Biodepot Launcher is a desktop application that facilitates installation, management and deployment of bioinformatics workflows using the Biodepot-workflow-builder (Bwb). With this app, Bwb can be started by double-clicking on an icon, eliminating the need for typing cryptic start up commands into the terminal. This creates an end-to-end graphical and easy-to-use interface to manage and launch containerized workflows on the local computer or cloud instances. Biodepot Launcher is written in React and Javascript, and uses the node.js framework Neutralinojs and web browser routines to allow the application to execute on Linux, Windows and Mac desktop environments.
A scalable framework for inferring causal gene regulatory networks and predicting cellular responses to unseen perturbations from single-cell CRISPR screens.
ChromBPNet is a deep learning framework for modeling chromatin accessibility at base resolution from ATAC-seq or DNase-seq data. After correcting for enzyme-specific bias, it learns genome-wide accessibility patterns and isolates sequence-driven regulatory signals, allowing it to predict how individual DNA bases influence chromatin accessibility. This can be used to predict transcription factors binding events, the effects of regulatory variants, and many other sequence-driven regulatory features. In MorPhiC, ChromBPNet is applied to chromatin accessibility datasets to predict how perturbations may affect transcription factor binding profiles and to support downstream interpretation of gene regulatory pathways.
Dynode is an integrative AI framework for learning continuous single-cell developmental dynamics, reconstructing vector fields from transcriptomic and spatial data, and enabling predictive in silico perturbation modeling for systems such as embryogenesis, cardiogenesis, and disease progression. Related method: Dynamo (https://github.com/aristoteleo/dynamo-release) for RNA velocity vector field learning and prediction, Spateo (https://github.com/aristoteleo/spateo-release) for 3D spatial transcriptomics reconstruction and spatiotemporal modeling.

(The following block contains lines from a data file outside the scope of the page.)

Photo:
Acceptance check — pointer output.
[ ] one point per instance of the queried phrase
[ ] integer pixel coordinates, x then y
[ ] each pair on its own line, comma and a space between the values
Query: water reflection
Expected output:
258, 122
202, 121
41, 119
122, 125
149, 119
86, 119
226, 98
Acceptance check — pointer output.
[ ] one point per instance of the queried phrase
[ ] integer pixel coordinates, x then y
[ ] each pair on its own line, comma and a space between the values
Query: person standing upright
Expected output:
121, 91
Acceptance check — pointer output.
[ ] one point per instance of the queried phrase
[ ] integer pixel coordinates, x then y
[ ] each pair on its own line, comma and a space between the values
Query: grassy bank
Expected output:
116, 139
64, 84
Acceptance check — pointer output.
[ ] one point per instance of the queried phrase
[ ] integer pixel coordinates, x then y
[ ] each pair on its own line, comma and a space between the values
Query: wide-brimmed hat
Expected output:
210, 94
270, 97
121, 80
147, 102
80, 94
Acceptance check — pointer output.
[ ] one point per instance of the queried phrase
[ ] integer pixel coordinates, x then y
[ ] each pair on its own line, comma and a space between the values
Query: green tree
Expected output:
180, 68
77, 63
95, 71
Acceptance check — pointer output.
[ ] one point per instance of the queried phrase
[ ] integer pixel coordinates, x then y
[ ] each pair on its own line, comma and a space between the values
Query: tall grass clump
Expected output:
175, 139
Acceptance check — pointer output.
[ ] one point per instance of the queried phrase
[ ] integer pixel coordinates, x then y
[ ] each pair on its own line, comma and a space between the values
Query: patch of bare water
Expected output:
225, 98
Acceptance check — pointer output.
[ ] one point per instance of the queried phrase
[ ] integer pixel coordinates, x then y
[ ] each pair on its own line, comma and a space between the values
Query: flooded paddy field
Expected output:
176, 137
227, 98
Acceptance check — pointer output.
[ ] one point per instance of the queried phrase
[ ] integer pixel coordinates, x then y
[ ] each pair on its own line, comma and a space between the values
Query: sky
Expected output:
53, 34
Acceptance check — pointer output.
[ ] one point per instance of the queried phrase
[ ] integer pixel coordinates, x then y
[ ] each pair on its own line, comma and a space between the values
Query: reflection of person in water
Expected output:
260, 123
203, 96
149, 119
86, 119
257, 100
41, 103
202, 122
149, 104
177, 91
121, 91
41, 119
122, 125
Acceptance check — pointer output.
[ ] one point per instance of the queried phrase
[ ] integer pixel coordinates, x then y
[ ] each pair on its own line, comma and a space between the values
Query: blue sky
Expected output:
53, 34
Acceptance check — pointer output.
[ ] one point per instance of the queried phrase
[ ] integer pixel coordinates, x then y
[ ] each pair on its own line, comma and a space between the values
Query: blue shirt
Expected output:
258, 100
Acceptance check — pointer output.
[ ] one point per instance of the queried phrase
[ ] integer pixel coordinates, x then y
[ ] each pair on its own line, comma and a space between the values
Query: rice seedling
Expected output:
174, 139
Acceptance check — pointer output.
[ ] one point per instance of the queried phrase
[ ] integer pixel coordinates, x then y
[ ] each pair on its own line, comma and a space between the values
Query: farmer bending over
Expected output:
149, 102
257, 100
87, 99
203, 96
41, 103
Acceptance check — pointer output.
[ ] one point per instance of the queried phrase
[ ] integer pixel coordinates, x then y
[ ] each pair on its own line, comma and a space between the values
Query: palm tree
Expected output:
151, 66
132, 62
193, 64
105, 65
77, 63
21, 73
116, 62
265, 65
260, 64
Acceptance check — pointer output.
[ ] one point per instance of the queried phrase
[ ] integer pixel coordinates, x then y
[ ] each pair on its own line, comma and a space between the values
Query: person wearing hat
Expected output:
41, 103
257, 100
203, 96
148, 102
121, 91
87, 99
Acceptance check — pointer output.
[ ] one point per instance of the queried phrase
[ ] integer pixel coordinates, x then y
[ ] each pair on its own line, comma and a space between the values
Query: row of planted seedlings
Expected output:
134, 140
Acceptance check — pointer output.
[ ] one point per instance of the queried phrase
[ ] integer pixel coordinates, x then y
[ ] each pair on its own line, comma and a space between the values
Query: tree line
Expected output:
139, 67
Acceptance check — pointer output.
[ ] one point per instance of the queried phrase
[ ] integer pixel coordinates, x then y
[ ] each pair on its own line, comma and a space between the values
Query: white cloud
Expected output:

PantheonOS is a multi-agent AI framework for genomics that uses large language model–driven agents to help automate and guide biological analysis. It connects agents to domain-specific workflows, enabling tasks like scRNA-seq analysis, gene program selection, and regulatory modeling. By coordinating multiple agents that can iteratively refine analyses, it helps improve the quality and consistency of analysis results. Overall, PatheonOS is designed to make computational genomics research more automated, adaptable, and scalable using adaptive AI systems.